A famous Bavarian cabaret artist, Karl Valentin, once said, “Everything has already been said, but not yet by everybody”. In the field of digital archiving, the attentive observer could note that a number of digital curation cost models have already been developed, even if not yet by everybody. The availability of these cost models was prominently noted at the Knowledge Exchange and Nordbib workshop on the costs and benefits of keeping knowledge in 2012. More recently, the APARSEN project published a high level analysis of published cost models with the observation that organizations seem to have found it easier to develop their own models and tailor them to their specific needs rather than use those already published.

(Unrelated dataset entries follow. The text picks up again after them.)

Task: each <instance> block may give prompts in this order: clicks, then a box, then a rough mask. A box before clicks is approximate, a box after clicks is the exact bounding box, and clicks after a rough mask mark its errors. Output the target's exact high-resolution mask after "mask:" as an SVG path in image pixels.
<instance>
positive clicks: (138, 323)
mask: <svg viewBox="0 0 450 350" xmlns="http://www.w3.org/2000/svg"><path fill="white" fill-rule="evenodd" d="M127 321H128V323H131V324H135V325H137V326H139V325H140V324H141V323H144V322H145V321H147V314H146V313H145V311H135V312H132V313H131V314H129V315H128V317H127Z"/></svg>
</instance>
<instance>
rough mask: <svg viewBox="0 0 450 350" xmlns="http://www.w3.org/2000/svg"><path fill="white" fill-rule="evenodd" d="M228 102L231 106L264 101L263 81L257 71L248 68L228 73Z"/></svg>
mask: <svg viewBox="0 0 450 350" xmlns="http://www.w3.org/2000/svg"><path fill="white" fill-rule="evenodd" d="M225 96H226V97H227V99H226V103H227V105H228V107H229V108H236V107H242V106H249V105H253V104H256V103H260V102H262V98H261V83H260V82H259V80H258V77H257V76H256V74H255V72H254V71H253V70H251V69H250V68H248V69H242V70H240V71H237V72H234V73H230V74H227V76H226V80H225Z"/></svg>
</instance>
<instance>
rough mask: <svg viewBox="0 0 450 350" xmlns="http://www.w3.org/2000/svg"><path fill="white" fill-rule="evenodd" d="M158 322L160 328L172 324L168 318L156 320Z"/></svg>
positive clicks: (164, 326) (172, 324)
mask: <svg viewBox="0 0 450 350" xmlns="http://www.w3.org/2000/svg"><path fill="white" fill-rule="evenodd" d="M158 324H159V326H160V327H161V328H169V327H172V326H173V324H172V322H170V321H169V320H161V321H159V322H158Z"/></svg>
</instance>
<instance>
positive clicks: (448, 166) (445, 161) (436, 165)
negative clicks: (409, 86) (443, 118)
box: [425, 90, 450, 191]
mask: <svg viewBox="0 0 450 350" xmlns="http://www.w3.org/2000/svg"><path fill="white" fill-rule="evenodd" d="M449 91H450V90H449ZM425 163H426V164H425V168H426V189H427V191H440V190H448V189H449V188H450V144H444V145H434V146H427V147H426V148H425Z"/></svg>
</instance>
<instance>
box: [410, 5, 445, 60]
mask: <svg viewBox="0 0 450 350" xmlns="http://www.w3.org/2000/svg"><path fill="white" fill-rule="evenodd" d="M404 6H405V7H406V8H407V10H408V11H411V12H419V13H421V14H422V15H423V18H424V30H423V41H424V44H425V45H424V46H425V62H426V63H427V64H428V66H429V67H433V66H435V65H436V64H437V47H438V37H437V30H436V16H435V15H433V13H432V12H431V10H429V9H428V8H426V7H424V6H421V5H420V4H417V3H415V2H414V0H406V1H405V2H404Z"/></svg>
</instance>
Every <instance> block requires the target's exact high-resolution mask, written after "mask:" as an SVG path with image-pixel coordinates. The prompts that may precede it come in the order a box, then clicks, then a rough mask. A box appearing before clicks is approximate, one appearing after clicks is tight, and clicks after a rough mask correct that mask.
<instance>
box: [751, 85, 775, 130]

Why though, one could ask? My guess, and our experience here at the German National Library (DNB), is that existing cost models have reached a degree of complexity that tends to be intimidating for anybody new to the field. When we at the DNB started out to implement a cost model for our developing digital preservation service, our intention was to find a pragmatic model;  something lightweight and simple and something that has already proven itself in other areas of economics. The existing models did not quite seem to fulfill our needs, so we set out to develop our own model with the help of an external economist. We have to admit, though, that in the end, the resulting DP4lib cost model appears just as complex than the cost models that were there before ours.
The 4C project sets out to prevent other institutions running into the same trap. It does so, primarily, by networking existing projects and initiatives and ensuring that where existing work is relevant, stakeholders realize and understand how to employ it. 4C also mediates between cost model owners and potential cost model users with the ultimate goal of making existing cost models more fit-for-purpose for a wide range of organizations operating at different scales in both the public and the private sector.

  • Initial stakeholder groups in which the 4C project recognizes relevant potential digital curation cost model users are:
  • Research funders – as they provide funding for data intensive research.
  • Big data science – as they deal with large amounts of data that is often not easy or even impossible to reproduce.
  • Digital preservation vendors – as they build their business models on digital curation services.
  • Government agencies – as they must maintain data of public interest for long periods of time.
  • Publishers & content producers – as they invest in digital content creation and more and more of their asset exists in digital form only
  • Data intensive industry – as they build their products on digital data
  • Memory institutions – as preservation of digital cultural heritage has become part of their mission
  • Small and medium enterprises – as they increasingly rely on digital information in the business life cycle.

The research funder, of course, has different budgeting interests than the accountant of a data intensive automotive company and the interests of, let’s say, the head of a publishing company and the archivist of a medical research institution are also likely to be quite different. Since they all deal with similar cost parameters however - namely personnel costs and costs for hardware and software; similar processes - namely data ingest, data management, archival storage, preservation planning; as well as access to data, they all have a point in talking to and learning from each other before developing yet another cost model.

Sabine Schrimpf, German National Library

Sabine leads the 4C Project work package “Engagement” to provide channels and virtual and physical forums for interaction between the project team and a wide range of stakeholders, to systematically survey and assess all relevant work in the area of digital curation costs, and to package and disseminate the outputs of the project.